Reductions in state funding could shift more of that cost burden to the county, which is already facing major budget deficits, including a potential significant reduction in the Health and Human Services Levy funds that support the county’s social services.
“We’re still tracking that to see what the implications would be,” Fletcher said.
The impact of the funding cuts for child wellness campuses is even more nuanced.
It can’t stop Cuyahoga County from operating its own wellness campus at The Centers – formerly Cleveland Christian Home. Part of the campus is already open, including T-Suites, which provides temporary housing for teens in crisis with intensive behavioral needs.
A nearly $13 million renovation underway is adding new specialty wings for victims of sex trafficking and youth with developmental disabilities who have been involved in the juvenile justice system, and a new drop-off center where youth can go to be assessed and wait for placement. The model is meant to prevent children from having to sleep at the Jane Edna Hunter Social Services office, a practice that has put both staff and kids at risk in the past.
“We’re going to provide services no matter what,” David Merriman, the county’s Health and Human Services director assured.
But he worried about being able to sustain those operations, at least at the level initially planned, without state support. The full campus, once opened, is expected to cost $18-20 million a year, he said.

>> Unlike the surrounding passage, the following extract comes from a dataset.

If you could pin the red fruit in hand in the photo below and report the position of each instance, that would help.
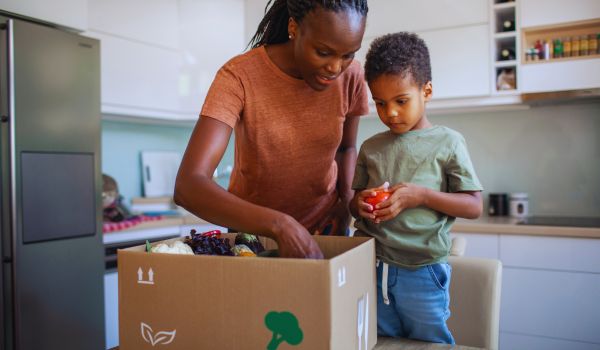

If county revenues continue declining and state funding gets cut, the county may not be able to provide the level of specialty care initially hoped for.
“We’ll have to make decisions about what we can afford and what we can’t,” Merriman said. “We’ll still be providing services, we’re moving forward, but we might need to make some adjustments and choose what we can afford right now and pause on some other components unless we can get some additional funding.”
It also means other counties likely won’t be able to build campuses of their own, perpetuating the placement shortage. Sausser noted over 500 children sleeping in government offices across the state each year because there’s nowhere else for them to go. Regional campuses could solve the problem.
“We believe Ohio could be a national leader with this strategy,” she said.
Though still early, Cuyahoga County’s campus has shown that the model can work to reduce overnight stays in the Jane Edna office building, keep more kids closer to home and provide critical treatment for kids in crisis, Fletcher and Merriman agreed. Dewine believed in that model when he put the funding into the budget, and the House believed it when they kept it, Merriman said, adding that the county was “honored” to see it included.
But now, the county has to hope the conference committee reconciling the state budget believes it enough to restore the funding to keep supporting those kids.
“They deserve to have the services that meet their needs, prepare them for adulthood, help them address the trauma they experienced and be ready to move on with their lives,” Merriman said. “Our kids deserve that.”